Voluntário bancará voo para a fronteira
Natural de São Paulo, o empreendedor Bruno Soares Souza Evans, de 27 anos, já tem até data prevista para deixar o Brasil em direção à Polônia, onde acontece o alistamento dos voluntários.
Em um grupo com outros quatro brasileiros, ele pretende embarcar em um avião no dia 16 deste mês com recursos próprios. Segundo Bruno, os gastos são de até R$ 7 mil com passagens aéreas e gastos com documentação.

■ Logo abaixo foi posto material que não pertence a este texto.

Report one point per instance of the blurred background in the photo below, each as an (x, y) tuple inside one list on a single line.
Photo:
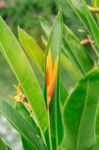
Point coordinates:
[(26, 13)]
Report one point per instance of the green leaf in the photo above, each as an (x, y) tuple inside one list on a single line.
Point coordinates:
[(24, 112), (77, 53), (55, 118), (32, 49), (70, 67), (23, 127), (97, 128), (80, 113), (17, 60), (3, 146), (92, 24)]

Ele só tomou a decisão de bancar as despesas com recursos próprios após dizer ter entrado em contato com o Ministério de Relações Exteriores (Itamaraty), a Embaixada ucraniana no Brasil e até com a entidade consular do Brasil na Ucrânia. Como resposta, ouviu que não receberia nenhum tipo de auxílio.

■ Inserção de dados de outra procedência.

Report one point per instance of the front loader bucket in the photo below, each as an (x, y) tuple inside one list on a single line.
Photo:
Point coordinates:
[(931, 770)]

Com dois anos de experiência na Escola Preparatória de Cadetes do Exército, onde atuou como armeiro, Bruno disse que chegou a tentar vaga na Legião Estrangeira francesa. Três dos outros quatro integrantes do seu grupo, segundo ele, também são ex-militares.

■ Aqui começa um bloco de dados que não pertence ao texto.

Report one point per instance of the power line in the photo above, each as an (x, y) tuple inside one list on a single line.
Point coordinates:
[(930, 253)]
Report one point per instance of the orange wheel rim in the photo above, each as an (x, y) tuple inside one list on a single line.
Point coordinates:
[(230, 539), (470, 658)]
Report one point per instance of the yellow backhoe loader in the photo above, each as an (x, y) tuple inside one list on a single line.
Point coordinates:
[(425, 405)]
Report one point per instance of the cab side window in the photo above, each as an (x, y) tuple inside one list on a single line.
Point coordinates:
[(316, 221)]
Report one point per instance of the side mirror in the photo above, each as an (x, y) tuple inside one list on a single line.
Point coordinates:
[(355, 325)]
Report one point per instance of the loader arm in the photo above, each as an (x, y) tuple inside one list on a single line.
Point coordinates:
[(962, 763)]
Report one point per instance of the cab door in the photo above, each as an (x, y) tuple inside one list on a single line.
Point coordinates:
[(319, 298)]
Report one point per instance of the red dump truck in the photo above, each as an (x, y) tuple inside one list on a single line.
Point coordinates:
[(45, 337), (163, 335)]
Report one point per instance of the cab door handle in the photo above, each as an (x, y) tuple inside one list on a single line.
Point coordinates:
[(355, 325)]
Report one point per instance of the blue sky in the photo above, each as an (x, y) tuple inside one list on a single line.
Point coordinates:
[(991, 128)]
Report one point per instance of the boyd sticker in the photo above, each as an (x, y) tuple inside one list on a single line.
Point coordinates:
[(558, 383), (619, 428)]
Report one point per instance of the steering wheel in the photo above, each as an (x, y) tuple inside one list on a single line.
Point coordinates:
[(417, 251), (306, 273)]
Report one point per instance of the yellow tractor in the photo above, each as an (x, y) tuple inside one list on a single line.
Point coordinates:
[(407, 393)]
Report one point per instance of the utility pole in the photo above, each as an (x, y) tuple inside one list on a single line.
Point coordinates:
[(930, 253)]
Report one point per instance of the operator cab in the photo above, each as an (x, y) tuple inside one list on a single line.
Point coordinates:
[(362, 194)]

Estou disposto a morrer na guerra, se necessário. Quem vai para a Ucrânia, tem que saber dos riscos. Não sei se vou sair da guerra vivo ou se vou ficar com sequelas. Mas minha ideia é ficar na Ucrânia e não voltar mais ao Brasil"
Bruno Evans, ex-militar e voluntário
"Tentei ser PM e fiz concurso para oficial do Exército, mas não obtive sucesso. Quando começou a guerra e surgiu essa ideia [de alistamento de voluntários], eu acabei me candidatando. Não tenho o que deixar para trás, não tenho nada a perder e sempre tive vontade de viver no círculo militar", complementou.
Segurança do Papa Francisco e ações em favelas do Rio
Morador do Rio de Janeiro, Carlos Cândido, 28, diz querer atuar ao lado das forças ucranianas no conflito para ajudar a combater as tropas russas. "Tem muita gente falando que essa guerra não é nossa. Mas ela ainda pode nos atingir. E é muita covardia o que estão fazendo por lá", avalia o voluntário.
Profissional da área de segurança privada, Cândido serviu entre 2012 e 2015 no batalhão de infantaria do Exército. Nesse período, disse ter participado da operação de segurança do Papa Francisco na visita ao Rio em 2013 e em operações nas favelas cariocas.
No Rio de Janeiro, a gente arrisca a vida todo o dia. Já participei de confrontos armados e estou disposto a ir ao combate para ajudar o povo ucraniano. Tem muito brasileiro disposto a arriscar a própria vida para encarar a batalha"
Carlos Cândido, ex-militar do Exército
Cândido disse ainda ter recebido informações nos grupos de brasileiros que já se alistaram. "A informação que recebemos é que os voluntários estão sendo muito bem recebidos na Ucrânia, onde recebem apoio bélico e logístico", diz.
Rússia monitora ações no Brasil, diz especialista
Apesar da experiência em combate, um policial militar que atuou no meio da mata em Goiás nas buscas por Lázaro Barbosa Sousa disse ao UOL que não se candidataria porque o estilo de batalha é muito diferente daquele vivido por profissionais de segurança pública em Brasília.
Um profissional da indústria bélica internacional e com experiência em atividades de inteligência acompanha os movimentos de brasileiros se candidatando para ir à Ucrânia à distância. Ele assegurou à reportagem que o serviço de inteligência da Rússia monitora essas ações e outras de voluntários na América Latina.
'Apoio integral garantido'
Na manhã de 3 de março, as Forças Armadas da Ucrânia publicaram um comunicado em rede social confirmando que os interessados em lutar pelo país deveriam procurar as embaixadas. Segundo o documento das Forças Armadas, as despesas da viagem devem ser bancadas pelos voluntários. Mas o comunicado também diz: "Apoio integral garantido".
O interessado deve portar documentos como passaporte, uniformes e equipamento de trabalho militar. Os vistos são desnecessários. O candidato deve preencher um formulário. Se aceito, deverá arcar com os custos da viagem até a Ucrânia.
"Os representantes das embaixadas ucranianas e o comando das forças de Defesa Territorial vão providenciar ajuda na rota", diz o comunicado. Ao chegar no ponto combinado, é necessário assinar um contrato.